I am trying to implement the survival analysis model as documented here: Scala-Docs#Survival-Regression but I cannot make heads or tails of how you are supposed to do the actual implementation.
I am trying to model the "survivability" of a customer for a business. Survivability of a customer is a label given to customers based on if a purchase was made in the last month. If a customer fails to make a purchase, they are considered dead/censured. The two factors I am taking into account are "number of times advertised to" and "amount of time spent on business website". Data is collected about the customer on a monthly basis.
Here is what my data looks like for two customers (CustA and CustB) over three monthly time periods:
val seqCust = Seq(
//Customer,Period,Censor,# of Ads,Amount of Time on Site
("CustA",1,0,4,2400),
("CustA",2,0,6,1800),
("CustA",3,1,2,600),
("CustB",1,0,2,2800),
("CustB",2,0,4,2100),
("CustB",3,0,3,1200)
)
I then want to transform it into something like this as the docs specify:
val dfCust = seqCust.map(cr=>(cr._2,cr._3,Vectors.dense(cr._4,cr._5)).toDF("label", "censor", "features")
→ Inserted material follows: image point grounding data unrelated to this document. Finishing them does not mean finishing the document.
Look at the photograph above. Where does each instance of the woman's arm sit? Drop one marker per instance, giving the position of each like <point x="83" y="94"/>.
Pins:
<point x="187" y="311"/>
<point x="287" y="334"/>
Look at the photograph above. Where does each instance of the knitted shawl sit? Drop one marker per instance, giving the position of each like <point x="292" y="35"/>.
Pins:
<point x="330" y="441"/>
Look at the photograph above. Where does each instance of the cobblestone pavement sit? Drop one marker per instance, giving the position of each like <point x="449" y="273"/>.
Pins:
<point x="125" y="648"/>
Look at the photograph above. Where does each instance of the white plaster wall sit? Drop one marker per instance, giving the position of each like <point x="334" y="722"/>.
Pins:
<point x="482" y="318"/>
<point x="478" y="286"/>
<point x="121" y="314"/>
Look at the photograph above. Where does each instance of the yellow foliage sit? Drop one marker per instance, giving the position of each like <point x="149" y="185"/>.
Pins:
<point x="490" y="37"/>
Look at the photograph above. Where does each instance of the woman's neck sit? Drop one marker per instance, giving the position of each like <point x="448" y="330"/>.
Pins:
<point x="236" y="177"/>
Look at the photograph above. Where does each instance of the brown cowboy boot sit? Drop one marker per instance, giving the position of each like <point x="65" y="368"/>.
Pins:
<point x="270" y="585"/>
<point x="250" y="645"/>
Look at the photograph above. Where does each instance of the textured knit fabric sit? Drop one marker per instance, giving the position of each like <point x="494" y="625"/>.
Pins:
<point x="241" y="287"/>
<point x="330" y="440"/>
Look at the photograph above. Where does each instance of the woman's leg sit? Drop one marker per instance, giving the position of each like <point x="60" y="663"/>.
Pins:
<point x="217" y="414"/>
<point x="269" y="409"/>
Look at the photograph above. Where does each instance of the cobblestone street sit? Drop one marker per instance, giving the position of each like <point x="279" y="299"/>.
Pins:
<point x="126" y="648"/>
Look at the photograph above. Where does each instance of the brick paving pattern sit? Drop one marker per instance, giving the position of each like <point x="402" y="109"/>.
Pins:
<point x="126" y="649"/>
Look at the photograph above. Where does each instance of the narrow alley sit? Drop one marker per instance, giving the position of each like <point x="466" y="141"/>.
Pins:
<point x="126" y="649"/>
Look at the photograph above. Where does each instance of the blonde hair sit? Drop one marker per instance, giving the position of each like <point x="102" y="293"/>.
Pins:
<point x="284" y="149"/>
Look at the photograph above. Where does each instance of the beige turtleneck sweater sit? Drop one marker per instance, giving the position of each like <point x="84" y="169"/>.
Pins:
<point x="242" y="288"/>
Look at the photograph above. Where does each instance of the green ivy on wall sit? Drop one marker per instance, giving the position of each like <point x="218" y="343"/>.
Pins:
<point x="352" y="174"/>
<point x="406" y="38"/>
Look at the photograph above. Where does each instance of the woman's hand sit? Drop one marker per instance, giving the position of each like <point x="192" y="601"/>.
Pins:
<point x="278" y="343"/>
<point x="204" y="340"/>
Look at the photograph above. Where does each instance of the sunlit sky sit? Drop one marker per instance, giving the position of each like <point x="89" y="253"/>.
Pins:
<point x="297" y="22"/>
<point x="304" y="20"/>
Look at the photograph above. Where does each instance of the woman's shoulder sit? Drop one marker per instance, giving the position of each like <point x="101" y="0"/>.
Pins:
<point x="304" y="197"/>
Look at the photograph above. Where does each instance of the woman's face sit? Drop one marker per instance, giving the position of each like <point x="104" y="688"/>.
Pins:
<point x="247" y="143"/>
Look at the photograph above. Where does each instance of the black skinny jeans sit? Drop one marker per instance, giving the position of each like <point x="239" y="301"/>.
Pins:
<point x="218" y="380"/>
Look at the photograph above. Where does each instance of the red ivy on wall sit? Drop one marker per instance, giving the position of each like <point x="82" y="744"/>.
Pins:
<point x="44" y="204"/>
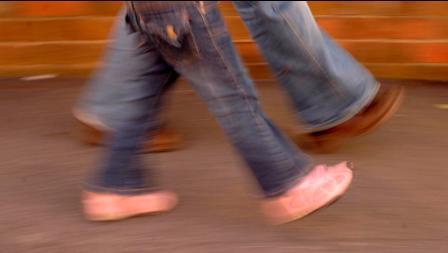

So that my data now looks like this:
[1,0,[4,2400]],
[2,0,[6,1800]],
[3,1,[2,600]],
[1,0,[2,2800]],
[2,0,[4,2100]],
[3,0,[3,1200]]
And then do the following:
val quantileProbabilities = Array(0.3, 0.6)
val aft = new AFTSurvivalRegression()
.setQuantileProbabilities(quantileProbabilities)
.setQuantilesCol("quantiles")
val model = aft.fit(dfCust)
// Print the coefficients, intercept and scale parameter for AFT survival regression
println(s"Coefficients: ${model.coefficients}")
println(s"Intercept: ${model.intercept}")
println(s"Scale: ${model.scale}")
model.transform(dfCust).show(false)
But I do not understand:
- Is this the correct way to model the data as per Scala's documentation?
- How come I am not taking the customer ID into account anywhere?